Unemployment Insurance and Assistance
Tax credits and other measures are intended to reduce the number of layoffs, but it’s important to know that the CARES Act also provides support for the recently unemployed and those with reduced hours. For those who have been displaced as a result of COVID-19, the Act provides an additional $250 billion through the unemployment insurance system. With the additional funding, maximum payments are being raised by $600 per week with “Federal Pandemic Unemployment Compensation,” and the unemployment benefits continue for an additional 13 weeks (until the end of 2020 at the latest). Independent contractors and those who are self-employed may also be eligible for Pandemic Unemployment Assistance if their employment status has been affected by this crisis.
Those who are able to telecommute are ineligible for the new unemployment insurance funds, although it’s uncertain what authority will be able to define which jobs are compatible with remote work. If an individual is already receiving paid leave through FFCRA, then they’re ineligible for these unemployment funds. Since the rate isn’t tied to previous earnings, there’s concern that $600 per week (which averages out to $15 for a theoretical 40 hours) may be more than some employees could earn by continuing to work, especially if a business’s cost-saving measures require reduced hours. Future press releases and recommendations are expected to clarify the limitations and details of the unemployment insurance component of the CARES Act. Since unemployment insurance is managed jointly by state and federal agencies, you will need to see how your state implements these supplementary programs.
If you have needed to cut back hours for employees, then you will particularly want to watch how your state implements the “short time compensation” aspect of the CARES Act. Even if your state previously hasn’t offered short time compensation for workers with reduced hours, this legislation includes grants and funds to cover start-up costs for developing the relevant compensation programs.
Direct Lending for Mid-size Businesses
A lot of attention has been paid to programs for smaller businesses, but the CARES Act also provides direct-lending opportunities to shore up key industries.
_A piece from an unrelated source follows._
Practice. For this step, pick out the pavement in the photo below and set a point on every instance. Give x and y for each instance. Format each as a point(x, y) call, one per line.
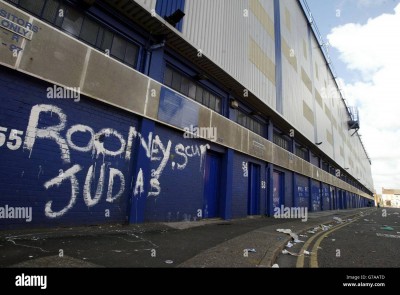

It’s still uncertain exactly which businesses and municipalities will have access to the $500 billion, but participants will have limitations on how they use the funds, barred from directly using the loans for stock buybacks or executive bonuses. While portions are set aside for airlines and businesses related to national security interests, the vast majority ($454 billion) is intended to provide liquidity to unspecified businesses, municipalities, and states.
For mid-size businesses (from 500 to 10,000 employees), loans will be interest-free for the first six months, and no payments will be required in that period. The loans come with certain conditions intended to minimize unemployment during the crisis. Recipients must maintain 90% of their current workforce (with full pay and benefits) until the end of September, and there must be an attempt to rehire employees if more than 10% have been fired since the beginning of February. Until the loan is repaid, participating businesses also agree to remain neutral in union organizing efforts and cannot outsource jobs. Some of the conditions that apply only to mid-size loans might make the program significantly less appealing to businesses, and the final scope and effectiveness of the “Main Street Lending Program” is still uncertain.